Intelligent Classroom – The List

I’ve received about a dozen comments on the Intelligent Classroom post last month and several emails. Many of you questioned whether we should be discussing the technology at all while others mentioned that sometimes it is about the technology. There was also some mention of technology that we should be rid of… like filters. I appreciate all your comments and suggestions for what you’d like to see in an Intelligent Classroom. I took the liberty to highlight some general base technologies that the majority felt important in a classroom for 21st Century Learning along with some commentary by yours truly, so without further adieu…

  1. Computers – While several mentioned an ideal 1:1, others mentioned 2:1 student to computer ratios, this may take more time, but in the meantime, teaching can be structured to take advantage of the 4:1 or 5:1 rations common in classrooms. Remember the computers available throughout the school and that out of school students may have access as well.
  2. DVD/Video Player – may be a thing of the past with online video, but let’s not throw this out completely, Computers that have DVD drives are ideal as long as they are hooked to the following…
  3. Projector – while ceiling mounted is ideal, having one is important for presenting multimedia in an engaging and stimulating way. Who wants to huddle around my 15.4 inch screen?
  4. Large Display – a TV monitor, pull screen or whiteboard is necessary with a projector
  5. Speakers – it amazes me that some computers in our schools do not have speakers installed, audio for video, podcasts, music or voice chat enhances a classroom.
  6. Microphones – quality microphones can record class discussions/lectures/presentations for later playback or be used for creation of audio and video files that demonstrate learning and understanding.
  7. Digital Cameras – still, video and web cameras – it’s about creation and documenting learning and these tools are popular for conveying feeling and stories. While these may be shared around a school, having enough available for daily use in many classrooms is necessary.
  8. “Open” Internet Access – “open” refers to the ability of network administrators to open up filters or blocks in a way that meets the needs of learners in a timely request by teachers. One of my understandings is that, at least in the US, there are regulations on funding that require schools to have filters in place. If these regulations are not met, then schools/districts jeopardize funding sources for future technology. What needs to change with filters and blocking is the ability to lift these filters/blocks when requested for responsible use. The procedures for doing so should be quick and easy for network technicians. Of course, teachers, you need to consider their time and not expect a last minute request to be honored on the spot. There is some give and take here.
  9. Web 2.0 Tools – I grouped blogs, podcasts, wikis, social networks here. I think this talks more to the teachers and administrations that are often misunderstood. One commenter added that his district purchased blocks for BlackBoard that didn’t include many of the features that truly define the read/write web experience. Imagine your blog with no RSS feed, no connections, as just a static webpage. Is it fear or misunderstanding?
  10. Printer/Scanner – Tim over at Millard Fillmore’s Bathtub (BTW – one of the best blog names I’ve seen) reminded me in his post about printers and scanners in the classroom.
  11. (NEW) Telephone – yes, a telephone. I’ve been in classrooms that don’t have the ability to dial outside of the school. The problem with this is that learning sometimes needs to reach outside the walls of the building and not necessarily through the web.

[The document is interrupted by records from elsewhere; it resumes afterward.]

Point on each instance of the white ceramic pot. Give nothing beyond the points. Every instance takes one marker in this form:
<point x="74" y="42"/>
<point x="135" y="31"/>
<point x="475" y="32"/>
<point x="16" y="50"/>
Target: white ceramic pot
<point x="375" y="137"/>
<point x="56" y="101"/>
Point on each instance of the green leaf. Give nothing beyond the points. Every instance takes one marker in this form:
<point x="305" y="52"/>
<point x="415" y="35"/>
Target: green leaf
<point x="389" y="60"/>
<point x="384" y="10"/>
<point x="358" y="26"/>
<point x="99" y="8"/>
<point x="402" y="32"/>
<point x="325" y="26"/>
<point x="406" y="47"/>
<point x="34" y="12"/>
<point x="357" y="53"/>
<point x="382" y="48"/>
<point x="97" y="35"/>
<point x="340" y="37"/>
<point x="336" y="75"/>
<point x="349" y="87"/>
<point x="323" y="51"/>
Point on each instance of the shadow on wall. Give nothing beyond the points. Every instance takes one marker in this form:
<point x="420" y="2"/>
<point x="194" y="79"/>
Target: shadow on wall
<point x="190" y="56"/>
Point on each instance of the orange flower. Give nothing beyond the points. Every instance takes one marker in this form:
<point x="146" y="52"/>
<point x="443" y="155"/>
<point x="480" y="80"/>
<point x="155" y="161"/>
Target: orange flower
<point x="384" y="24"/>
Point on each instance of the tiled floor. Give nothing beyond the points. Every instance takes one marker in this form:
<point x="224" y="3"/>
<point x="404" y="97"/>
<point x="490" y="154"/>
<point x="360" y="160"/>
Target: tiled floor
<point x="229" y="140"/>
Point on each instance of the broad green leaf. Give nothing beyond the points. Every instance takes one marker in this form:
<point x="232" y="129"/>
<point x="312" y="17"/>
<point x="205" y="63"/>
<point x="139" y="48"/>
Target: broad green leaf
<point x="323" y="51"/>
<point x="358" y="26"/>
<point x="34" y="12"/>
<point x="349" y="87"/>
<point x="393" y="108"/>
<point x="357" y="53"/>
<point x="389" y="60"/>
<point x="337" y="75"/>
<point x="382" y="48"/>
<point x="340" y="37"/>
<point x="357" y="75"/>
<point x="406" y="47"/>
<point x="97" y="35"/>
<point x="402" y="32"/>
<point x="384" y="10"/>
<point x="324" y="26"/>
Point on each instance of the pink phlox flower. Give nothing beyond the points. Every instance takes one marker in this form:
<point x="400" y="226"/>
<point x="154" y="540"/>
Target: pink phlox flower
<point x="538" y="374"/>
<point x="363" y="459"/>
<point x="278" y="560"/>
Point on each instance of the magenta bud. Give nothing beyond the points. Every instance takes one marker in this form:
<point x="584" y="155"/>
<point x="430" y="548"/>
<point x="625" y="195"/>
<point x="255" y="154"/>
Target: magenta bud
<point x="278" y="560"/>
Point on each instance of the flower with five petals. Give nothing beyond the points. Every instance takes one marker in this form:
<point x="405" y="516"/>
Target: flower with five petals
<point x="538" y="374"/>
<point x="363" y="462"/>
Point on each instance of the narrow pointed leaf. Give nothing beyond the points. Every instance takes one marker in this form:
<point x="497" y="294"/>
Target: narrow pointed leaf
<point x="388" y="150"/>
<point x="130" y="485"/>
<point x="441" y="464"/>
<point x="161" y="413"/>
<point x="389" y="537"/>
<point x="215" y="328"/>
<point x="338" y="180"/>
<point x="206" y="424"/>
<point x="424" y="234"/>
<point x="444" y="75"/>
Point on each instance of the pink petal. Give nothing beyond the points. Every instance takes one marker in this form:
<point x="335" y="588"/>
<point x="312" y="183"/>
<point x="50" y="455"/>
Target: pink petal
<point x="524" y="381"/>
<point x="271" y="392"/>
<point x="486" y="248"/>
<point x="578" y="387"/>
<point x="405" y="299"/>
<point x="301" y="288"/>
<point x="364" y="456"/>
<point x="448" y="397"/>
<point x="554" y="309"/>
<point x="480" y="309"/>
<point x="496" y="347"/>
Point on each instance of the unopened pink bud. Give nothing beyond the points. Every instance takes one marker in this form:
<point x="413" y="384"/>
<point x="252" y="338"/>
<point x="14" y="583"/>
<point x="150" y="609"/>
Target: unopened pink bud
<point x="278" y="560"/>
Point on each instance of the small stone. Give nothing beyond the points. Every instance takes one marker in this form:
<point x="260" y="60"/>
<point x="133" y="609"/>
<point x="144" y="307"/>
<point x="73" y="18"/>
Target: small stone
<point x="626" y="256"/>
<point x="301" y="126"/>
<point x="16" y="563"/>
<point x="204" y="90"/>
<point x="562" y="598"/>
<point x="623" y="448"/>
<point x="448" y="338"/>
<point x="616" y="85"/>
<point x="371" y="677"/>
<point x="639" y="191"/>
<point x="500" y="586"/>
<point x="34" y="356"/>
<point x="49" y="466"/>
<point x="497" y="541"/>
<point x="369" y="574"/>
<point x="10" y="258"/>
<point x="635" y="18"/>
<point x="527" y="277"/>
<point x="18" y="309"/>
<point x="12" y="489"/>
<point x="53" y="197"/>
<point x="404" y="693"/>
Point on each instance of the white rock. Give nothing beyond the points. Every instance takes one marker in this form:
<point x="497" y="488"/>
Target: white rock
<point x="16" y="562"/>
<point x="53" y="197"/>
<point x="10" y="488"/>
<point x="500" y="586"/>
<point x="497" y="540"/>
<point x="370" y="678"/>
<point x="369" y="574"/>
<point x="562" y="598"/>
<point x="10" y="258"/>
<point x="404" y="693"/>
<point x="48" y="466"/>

  12. Added last two after several comments and blog posts were added

Feel free to respond with anything you feel I have left out (just remember, I’m a male and human). The intent of this post was not to say that the tools are more important than the teaching strategies and practices that encourage and inspire learning, but to identify tools that we already have that can help meet needs of 21st Century students.

Oh, did you know that 8% of the 21st Century is nearly over?